Сталинка
Шрифт:
– Новенькая, что ли из шастой фартиры?
Ольга молчала и плакала.
– Мужик что ли спьяну выгнал?
– заметила на Ольге ещё не совсем прошедшие синяки, - И синяков навесил?
Ноги у Ольги подкосились, и она опустилась на грязный пол.
– А ништо, девка! Ништо! Пойдём пока ко мне. А там, даст Бог, проспится, образумится, - и помогла Ольге подняться.
В тёплой квартире из двух маленьких комнаток, получившихся после перегородки одной на две половины, и малюсенькой кухоньки пол был устлан самоткаными половиками, по стенам развешаны фотографии.
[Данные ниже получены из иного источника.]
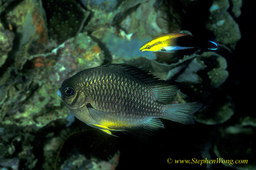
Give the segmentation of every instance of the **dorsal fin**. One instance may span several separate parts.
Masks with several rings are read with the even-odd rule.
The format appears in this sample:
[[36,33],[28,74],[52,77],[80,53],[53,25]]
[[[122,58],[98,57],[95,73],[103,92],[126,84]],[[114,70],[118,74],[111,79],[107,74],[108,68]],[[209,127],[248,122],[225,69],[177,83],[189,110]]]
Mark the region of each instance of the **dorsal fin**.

– Давай-ка я тебя чайком напою. Он у меня хучь и третий раз женатый, но зато капиток. И вот что,
Пожилая женщина всё говорила и говорила. Рассказала о муже, погибшем на войне, о сыновьях, там же полёгших, о дочери:
– Кроме Нюрочки-то более никого на всём свете у меня не осталось. И тоже вот, прибегает иногда крадучись от мужика свово. Я и то ей говорю: зачем тебе такой сдался? Долгой с ним жисть покажется. А она: "Мама, теперь хоть за чёрта лысого пойдёшь. Война всех путных мужиков выкосила, остались либо калеки, либо как мой, кто за их спинами прятался". Я ей говорю, уж лучше какого калечного, она только вздыхает: "Не отпустит мой меня. Прибьёт".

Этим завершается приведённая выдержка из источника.